ESEMPIO: due giocatori mi chiamano, sul tavolo da una parte ci sono una Walking Ballista e un Verdurous Gearhulk. Dall’altra parte ci sono 5 terre tappate e un Release the Gremlins appoggiato sul board. Il controllore della Ballista ha un dado in mano. Possiamo facilmente intuire che i giocatori vogliono sapere cosa succede se la ballista viene “scaricata” sull’avversario in risposta alla magia. Vengono creati comunque due goblin? In questo caso, la risposta è decisamente “Ni” ;-) (Ni è il numero 2 in Giapponese).

Al termine della giornata il mio team sembra aver apprezzato il lavoro svolto assieme, e uno di loro mi chiede anche quali differenze ho riscontrato rispetto ai GP Europei. Dopo qualche chiacchiera, si va alla cena offerta dal TO in un Barbecue Coreano. La domenica il mio shift inizia prestissimo.

 

Domenica: un errore da principiante.


La sveglia suona alle 6.30, devo essere in sala per le 8. Mi rendo subito conto che c’è qualcosa che non va: sono molto, molto più stanco di quanto dovrei essere.
In sala sono assegnato al PTQ domenicale, il cui capo arbitro è il giapponese Takanori Nakamura, affiancato da me e da Christian Gawrilowicz, più diversi L2.
Il torneo non è particolarmente complesso, anche perché è strutturato con 8 bracket da 32 persone ad eliminazione diretta. Dopo le prime 3 ore abbiamo un arbitro per ogni top8, durante il quinto turno abbiamo un arbitro per ogni finale.
Se ricordo molto poco di quelle sei ore c’è un motivo: ero assolutamente sfinito, al limite delle mie energie fisiche.
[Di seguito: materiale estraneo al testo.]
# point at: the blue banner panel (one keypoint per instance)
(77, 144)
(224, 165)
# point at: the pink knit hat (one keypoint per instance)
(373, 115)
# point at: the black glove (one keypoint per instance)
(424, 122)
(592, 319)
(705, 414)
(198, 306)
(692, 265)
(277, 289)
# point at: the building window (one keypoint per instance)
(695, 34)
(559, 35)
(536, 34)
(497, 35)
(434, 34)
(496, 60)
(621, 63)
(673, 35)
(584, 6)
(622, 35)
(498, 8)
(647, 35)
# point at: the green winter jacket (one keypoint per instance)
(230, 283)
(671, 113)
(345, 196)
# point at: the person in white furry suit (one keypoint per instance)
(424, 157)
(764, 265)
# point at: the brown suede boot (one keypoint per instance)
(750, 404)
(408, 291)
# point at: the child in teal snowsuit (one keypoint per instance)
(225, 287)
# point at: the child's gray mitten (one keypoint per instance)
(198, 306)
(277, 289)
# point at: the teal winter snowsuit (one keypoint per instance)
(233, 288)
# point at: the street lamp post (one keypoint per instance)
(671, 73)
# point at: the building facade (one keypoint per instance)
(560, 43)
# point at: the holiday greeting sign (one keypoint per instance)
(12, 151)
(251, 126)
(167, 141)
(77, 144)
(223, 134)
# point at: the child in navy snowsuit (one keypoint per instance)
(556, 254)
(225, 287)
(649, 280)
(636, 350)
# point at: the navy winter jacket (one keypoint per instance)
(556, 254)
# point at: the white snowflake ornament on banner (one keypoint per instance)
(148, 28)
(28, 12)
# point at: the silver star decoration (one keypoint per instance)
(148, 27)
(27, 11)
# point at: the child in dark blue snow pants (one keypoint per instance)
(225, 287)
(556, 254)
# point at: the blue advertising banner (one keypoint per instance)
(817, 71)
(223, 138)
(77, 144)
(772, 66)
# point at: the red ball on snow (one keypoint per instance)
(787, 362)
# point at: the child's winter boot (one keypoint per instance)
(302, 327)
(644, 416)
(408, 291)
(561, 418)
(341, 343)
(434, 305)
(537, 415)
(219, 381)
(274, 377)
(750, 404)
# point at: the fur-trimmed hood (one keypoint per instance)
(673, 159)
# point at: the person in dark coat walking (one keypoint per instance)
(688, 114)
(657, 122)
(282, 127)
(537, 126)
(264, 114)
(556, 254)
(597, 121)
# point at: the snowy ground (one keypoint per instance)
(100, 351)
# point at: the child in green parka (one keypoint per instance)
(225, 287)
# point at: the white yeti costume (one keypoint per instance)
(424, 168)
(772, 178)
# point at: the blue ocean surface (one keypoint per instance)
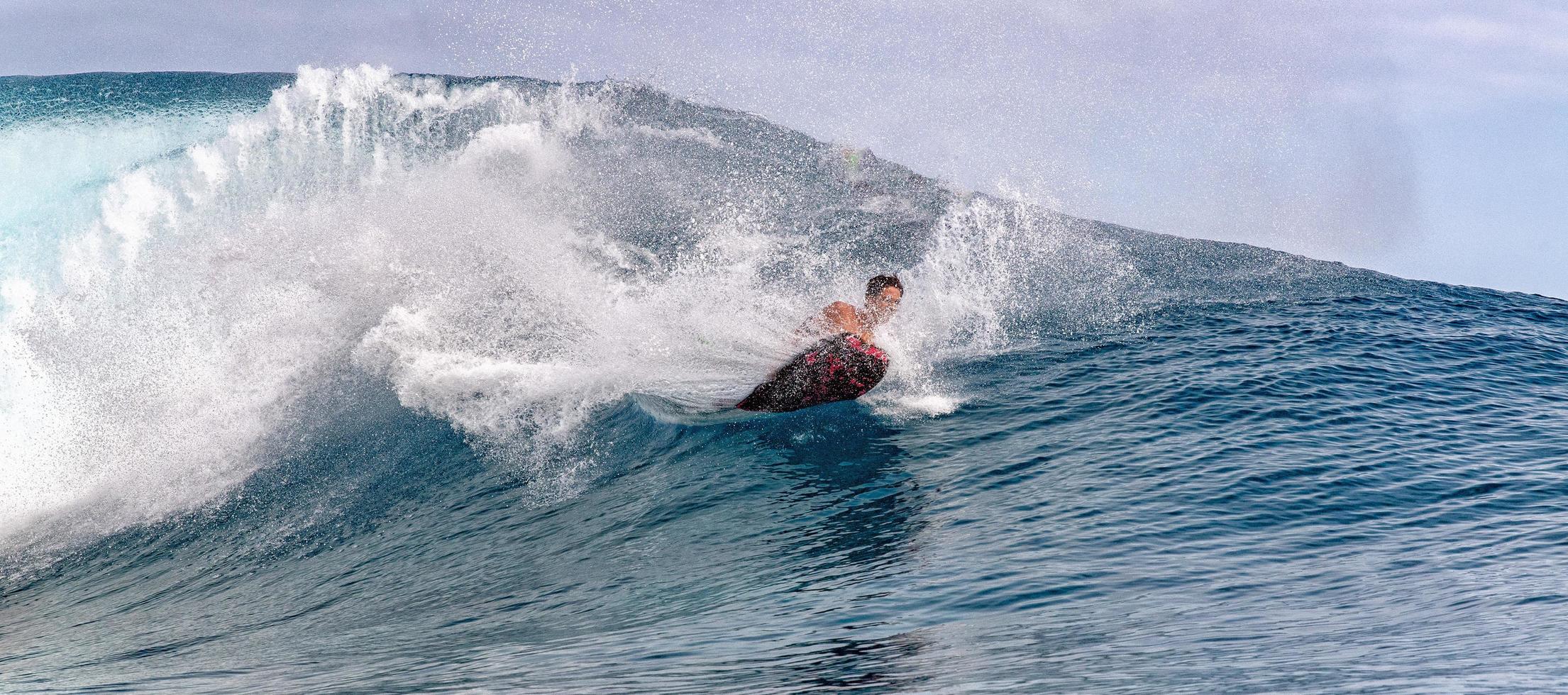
(361, 382)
Cosa è successo? Jet Lag? No, niente di tutto ciò. Ho fatto semplicemente l’errore che ho rimproverato a tanti arbitri al loro primo GP in questi anni in Europa: non ho ascoltato il mio corpo. Il mio entusiasmo per l’avventura e per la novità, unito ad un po’ troppa voglia di impressionare con la mia capacità di lavorare sodo, mi hanno portato a non bere abbastanza, non sedermi abbastanza e non riposarmi abbastanza durante i due giorni precedenti. Il risultato è che la domenica alle 14 sono al limite e non aiuta certo la difficoltà a reperire caffeina.
Per fortuna il PTQ è overstaffed, quindi la mia prestazione sotto la media non influisce sullo scorrere dell’evento, e la conseguenza peggiore è che devo chiedere un break in più e passo un po’ più di tempo a seguire i match da seduto.
Al termine dei 5 round di Svizzera, Nakamura-san mi seleziona tra quelli che arbitreranno la top8 del PTQ, assieme a lui stesso, a Alex Yeung (L3 da Hong Kong, che ha il compito di aiutare l’unico giocatore cinese in Top8 durante il draft chiamato in Giapponese) e un L2 locale. Con la finale del PTQ termina anche il mio shift.

 

Cosa ho imparato da questo GP


A questo GP ho imparato che avere esperienza non è un buon motivo per dare qualcosa per scontato, e che non si è mai troppo navigati per stancarsi troppo.
Ho imparato a conoscere una cultura nuova, dove è meno accettabile interrompere una persona che parla, ed è più accettabile utilizzare delle chips da poker come segnalini (il gioco d’azzardo è così diffuso che gli stand dei negozi offrivano tutti qualche forma di lotteria).
Ho imparato che per essere un buon team leader non serve sempre andare oltre il necessario, e che anche la persona più inaspettata può tirarti su il morale in un momento di stanchezza.

Spero di poter mettere a frutto tutto questo molto presto: il GP Bologna è quasi alle porte!